Caviezel has a calm to his acting and his portrayal that you believe he could be an ex-CIA operative, ready to exact his brand of justice with a grenade, an assault rifle or his lethal fists of fury.
And someone could tell me at any point that Emerson was the smartest man alive and I'd believe it. Then I'd be scared to death, because he is smart, manipulative, endearing and charming at the same time. His work as Ben Linus on Lost was masterful, and from the moment he appears on the screen here, you don't turn away because he might say something profound.
A machine that monitors every one of our conversations at any given time is also believable, which is a frightening thought, and this is the most important thing to believe. If you can't buy that Finch and Reese can know what is going to be involved in a crime, then the show fails.
But luckily both are very believable.
3. Are immoral actions defended?
Minority Report was a little more problematic in its handling of crimes, since they were dealt with before they happened (and this was the purpose behind Phillip K. Dick's short story). It is unclear, as mentioned above, if this notion will be dealt with, but given the writer (Nolan), I would not put it past their grasp.
Reese also has a knack for shooting people in the leg (he's either the world's worst shot, or the best, depending on where he is aiming). At some point, he will probably kill someone, but I doubt it will be in a justified cold-blooded homicide.
Given the nature of other procedurals, Person of Interest will probably follow the Natural Law in this area, always doing good and avoiding evil.

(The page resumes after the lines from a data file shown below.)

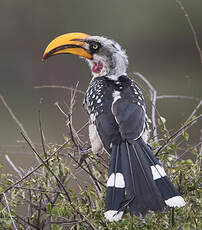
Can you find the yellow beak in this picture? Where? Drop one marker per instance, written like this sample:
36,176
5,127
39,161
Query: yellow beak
71,43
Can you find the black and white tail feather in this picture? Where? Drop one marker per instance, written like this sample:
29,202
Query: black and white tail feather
138,180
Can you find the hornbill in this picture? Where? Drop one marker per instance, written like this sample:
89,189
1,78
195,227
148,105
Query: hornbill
118,123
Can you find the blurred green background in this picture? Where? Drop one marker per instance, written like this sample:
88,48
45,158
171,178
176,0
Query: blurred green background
155,34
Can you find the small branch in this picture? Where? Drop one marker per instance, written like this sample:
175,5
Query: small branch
179,132
15,119
195,110
9,211
47,167
59,87
191,27
13,166
36,168
177,97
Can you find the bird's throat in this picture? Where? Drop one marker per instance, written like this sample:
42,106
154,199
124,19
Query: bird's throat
97,67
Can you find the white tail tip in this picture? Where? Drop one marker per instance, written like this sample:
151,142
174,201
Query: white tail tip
113,215
176,201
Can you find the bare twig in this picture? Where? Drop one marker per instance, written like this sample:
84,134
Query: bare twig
59,87
47,167
195,110
9,211
192,28
13,166
15,119
177,97
179,132
36,168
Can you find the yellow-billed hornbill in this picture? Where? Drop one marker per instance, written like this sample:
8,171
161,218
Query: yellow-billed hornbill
117,123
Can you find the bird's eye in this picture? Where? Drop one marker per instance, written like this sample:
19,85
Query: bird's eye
95,46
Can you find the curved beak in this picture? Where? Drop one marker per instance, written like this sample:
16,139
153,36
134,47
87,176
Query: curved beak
71,43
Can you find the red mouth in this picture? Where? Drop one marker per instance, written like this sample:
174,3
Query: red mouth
97,67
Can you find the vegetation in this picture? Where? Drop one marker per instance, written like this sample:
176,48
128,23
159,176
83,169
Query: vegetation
67,188
46,198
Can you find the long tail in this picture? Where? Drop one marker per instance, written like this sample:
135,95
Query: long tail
138,180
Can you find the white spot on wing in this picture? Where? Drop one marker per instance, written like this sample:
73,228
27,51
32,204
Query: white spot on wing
116,96
116,180
157,172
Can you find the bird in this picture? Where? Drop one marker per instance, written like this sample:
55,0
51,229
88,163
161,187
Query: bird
118,124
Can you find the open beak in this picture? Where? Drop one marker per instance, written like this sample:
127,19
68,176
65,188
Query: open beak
71,43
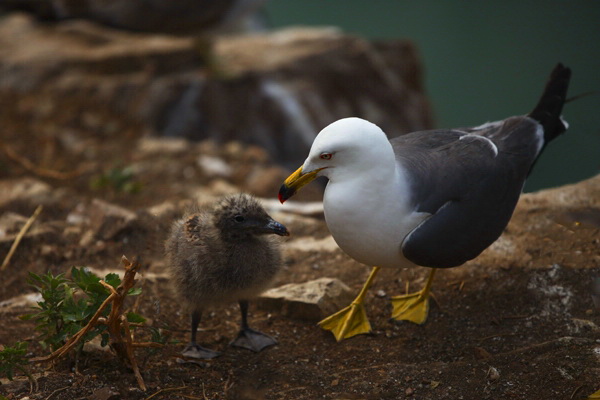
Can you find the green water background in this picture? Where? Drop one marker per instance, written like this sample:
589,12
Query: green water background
486,60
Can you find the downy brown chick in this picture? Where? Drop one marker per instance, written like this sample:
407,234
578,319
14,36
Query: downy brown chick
225,254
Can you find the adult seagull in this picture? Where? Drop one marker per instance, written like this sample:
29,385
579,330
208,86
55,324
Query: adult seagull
433,198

But if evil is done, then expect it to come with a certain amount of discussion and exposition. All of which excites me.
4. How does the show deal with the family and traditional family values?

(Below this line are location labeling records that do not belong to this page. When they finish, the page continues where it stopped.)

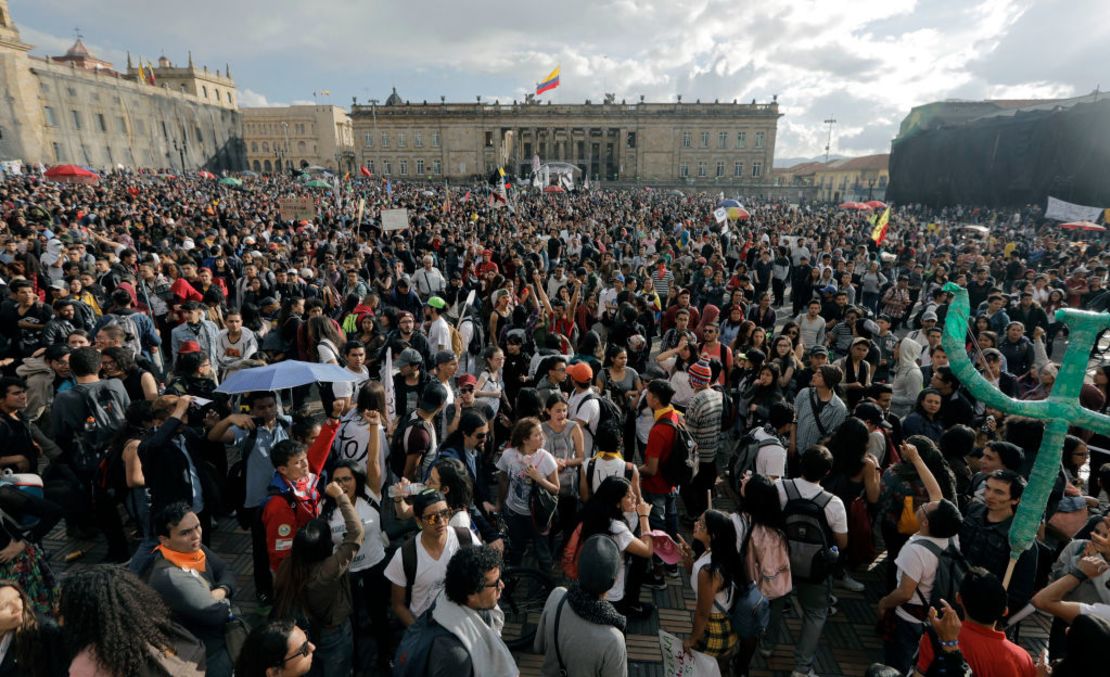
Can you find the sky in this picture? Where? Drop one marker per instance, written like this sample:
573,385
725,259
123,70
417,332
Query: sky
863,62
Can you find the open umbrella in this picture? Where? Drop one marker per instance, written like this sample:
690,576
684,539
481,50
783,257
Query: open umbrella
1082,225
71,173
290,373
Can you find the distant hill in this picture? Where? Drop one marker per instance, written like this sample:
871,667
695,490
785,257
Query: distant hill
785,162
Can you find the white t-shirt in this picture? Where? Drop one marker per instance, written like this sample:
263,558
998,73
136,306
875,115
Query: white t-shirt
835,513
920,565
374,539
431,573
520,485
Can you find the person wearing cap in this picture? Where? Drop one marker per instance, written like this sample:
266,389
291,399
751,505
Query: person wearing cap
583,405
195,327
429,280
439,331
589,637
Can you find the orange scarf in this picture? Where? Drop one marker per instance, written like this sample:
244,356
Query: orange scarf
187,561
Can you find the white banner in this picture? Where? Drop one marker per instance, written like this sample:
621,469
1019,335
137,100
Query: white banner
1066,211
394,220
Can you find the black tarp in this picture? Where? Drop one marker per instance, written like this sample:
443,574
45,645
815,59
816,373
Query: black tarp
1008,160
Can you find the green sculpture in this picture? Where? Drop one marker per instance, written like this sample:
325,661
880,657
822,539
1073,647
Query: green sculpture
1060,411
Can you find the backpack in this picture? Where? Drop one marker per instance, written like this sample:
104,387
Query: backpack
399,447
768,562
415,648
808,534
409,557
131,336
745,455
951,566
678,466
104,418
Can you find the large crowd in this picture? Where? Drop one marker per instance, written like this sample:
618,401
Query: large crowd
573,383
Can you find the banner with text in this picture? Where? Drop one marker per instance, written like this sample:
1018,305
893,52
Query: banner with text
1066,211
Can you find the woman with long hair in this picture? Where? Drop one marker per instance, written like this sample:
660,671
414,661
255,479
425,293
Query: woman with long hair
117,625
713,576
313,584
605,514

In the first episode, there was only one brief encounter between Reese and some mysterious woman, but there's also a possibility that that was his wife in bed with him. To which we say, unabashedly, go for it!
But at some point, through dialogue with Finch, we learn that someone Reese loved was killed when he was half-way around the world. So we have that to look forward to
And we know virtually nothing about Finch and his life, his kids, parents and love interests. With time that will probably come, though.
Person of Interest has the potential to rise above the other procedurals out there via a fresh take on the subject. Everything about this show felt new, and through the great writing of Nolan and Caviezel's and Emerson's acting gravitas, there is a wonderful promise of things to come.